In 1980, W. Edwards Deming built a fake factory with real volunteers and a bowl of colored beads. The results were random. The management reactions were not.
scroll to begin
A bowl contains 4,000 beads — 3,200 white and 800 red. White beads are acceptable product. Red beads are defects.
The defect rate is built into the incoming material: exactly 20%.
Each worker's tool is a paddle with 50 holes arranged in a grid. To produce a batch, the worker dips the paddle into the bowl and draws out 50 beads at random.
The number of red beads in the paddle is the worker's defect count.
The first worker dips the paddle. Some holes catch red beads, others catch white. The worker has no control over which.
The inspector counts the red beads and records the number.
Six workers each take a turn. The results vary — some workers produce 7 defects, others produce 14. Management takes note.

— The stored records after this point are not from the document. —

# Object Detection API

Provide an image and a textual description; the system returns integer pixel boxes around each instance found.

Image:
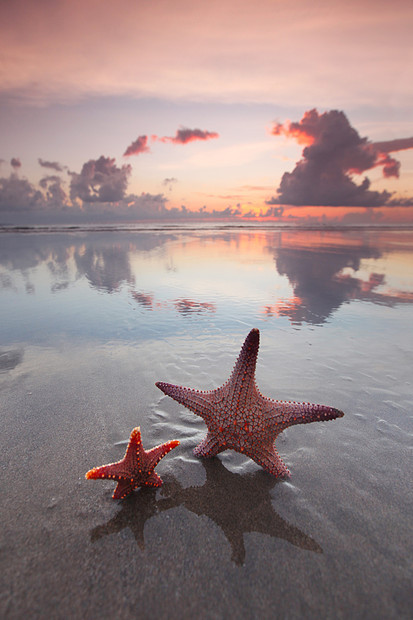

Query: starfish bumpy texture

[85,426,179,499]
[156,329,344,476]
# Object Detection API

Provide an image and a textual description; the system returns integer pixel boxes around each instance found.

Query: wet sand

[0,229,413,618]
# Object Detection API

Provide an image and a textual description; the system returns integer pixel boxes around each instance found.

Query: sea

[0,222,413,618]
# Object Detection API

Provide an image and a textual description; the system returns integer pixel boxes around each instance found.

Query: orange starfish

[156,329,344,476]
[85,426,179,499]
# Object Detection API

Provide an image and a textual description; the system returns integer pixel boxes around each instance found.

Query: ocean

[0,223,413,618]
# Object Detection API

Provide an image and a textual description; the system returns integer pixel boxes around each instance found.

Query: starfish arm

[145,439,179,471]
[85,461,126,480]
[226,329,260,391]
[243,445,290,478]
[261,397,344,436]
[194,431,227,457]
[155,381,214,420]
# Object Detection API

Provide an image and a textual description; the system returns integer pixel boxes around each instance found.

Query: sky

[0,0,413,224]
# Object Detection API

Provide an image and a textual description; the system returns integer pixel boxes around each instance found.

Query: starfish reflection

[91,458,322,565]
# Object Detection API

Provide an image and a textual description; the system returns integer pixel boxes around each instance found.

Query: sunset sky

[0,0,413,224]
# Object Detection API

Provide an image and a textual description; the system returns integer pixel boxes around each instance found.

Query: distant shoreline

[0,221,413,234]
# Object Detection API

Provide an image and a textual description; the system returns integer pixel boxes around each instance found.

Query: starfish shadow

[91,458,323,565]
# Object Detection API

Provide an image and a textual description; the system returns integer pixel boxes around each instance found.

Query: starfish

[85,426,179,499]
[156,329,344,476]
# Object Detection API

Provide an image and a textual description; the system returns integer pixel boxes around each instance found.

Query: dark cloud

[272,109,413,207]
[152,127,219,144]
[123,136,150,157]
[39,175,67,207]
[37,157,64,172]
[70,155,132,203]
[162,177,178,191]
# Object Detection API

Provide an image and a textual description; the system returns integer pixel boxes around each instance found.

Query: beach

[0,227,413,618]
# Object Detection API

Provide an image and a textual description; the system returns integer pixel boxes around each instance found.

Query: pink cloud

[123,136,150,157]
[272,109,413,207]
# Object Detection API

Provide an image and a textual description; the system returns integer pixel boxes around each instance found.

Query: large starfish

[85,426,179,499]
[156,329,344,476]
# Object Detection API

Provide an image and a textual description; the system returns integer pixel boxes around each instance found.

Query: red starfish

[156,329,344,476]
[85,426,179,499]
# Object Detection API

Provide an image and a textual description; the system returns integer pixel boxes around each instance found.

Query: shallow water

[0,229,413,618]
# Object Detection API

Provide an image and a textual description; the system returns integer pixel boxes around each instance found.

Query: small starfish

[85,426,179,499]
[156,329,344,476]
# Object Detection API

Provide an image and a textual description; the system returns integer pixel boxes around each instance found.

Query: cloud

[272,109,413,207]
[123,136,150,157]
[70,155,132,203]
[162,177,178,192]
[152,127,219,144]
[37,157,64,172]
[372,137,413,153]
[0,173,44,212]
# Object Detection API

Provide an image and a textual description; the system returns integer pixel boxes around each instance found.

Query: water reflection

[263,236,413,324]
[91,458,322,565]
[0,349,23,373]
[0,231,413,325]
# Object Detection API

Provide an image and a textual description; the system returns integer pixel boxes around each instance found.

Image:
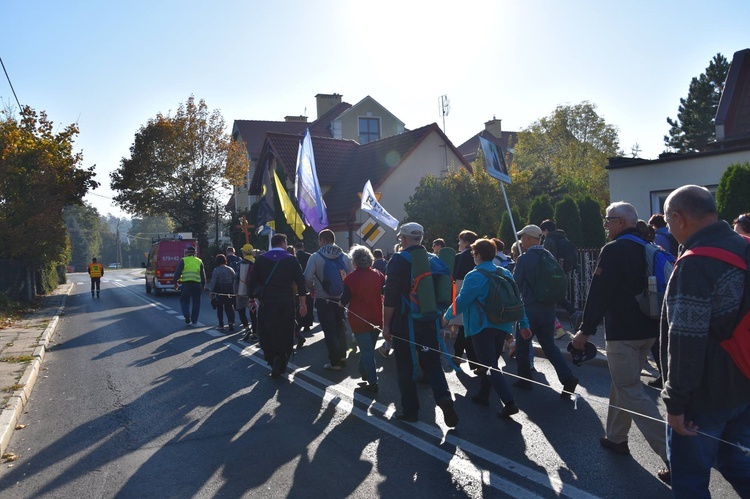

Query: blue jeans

The worker with the fewest defects receives public praise. The worker with the most is counseled on the need for improvement.
Management is certain: the difference reflects effort, skill, or attitude.
The experiment runs for four days. Rankings shift. Yesterday's top performer becomes today's worst. Management adjusts evaluations, issues new warnings, recalibrates praise.
Management compiles the averages and publishes the rankings. The gap between first and last place feels meaningful. Consequences are assigned.
Every result falls within the range predicted by the defect rate of the incoming material. The workers had no influence whatsoever on the outcome.
The variation is the system's. The rankings are fiction.
If the process determines the outcome, then blaming individuals is not just unfair — it is statistically illiterate.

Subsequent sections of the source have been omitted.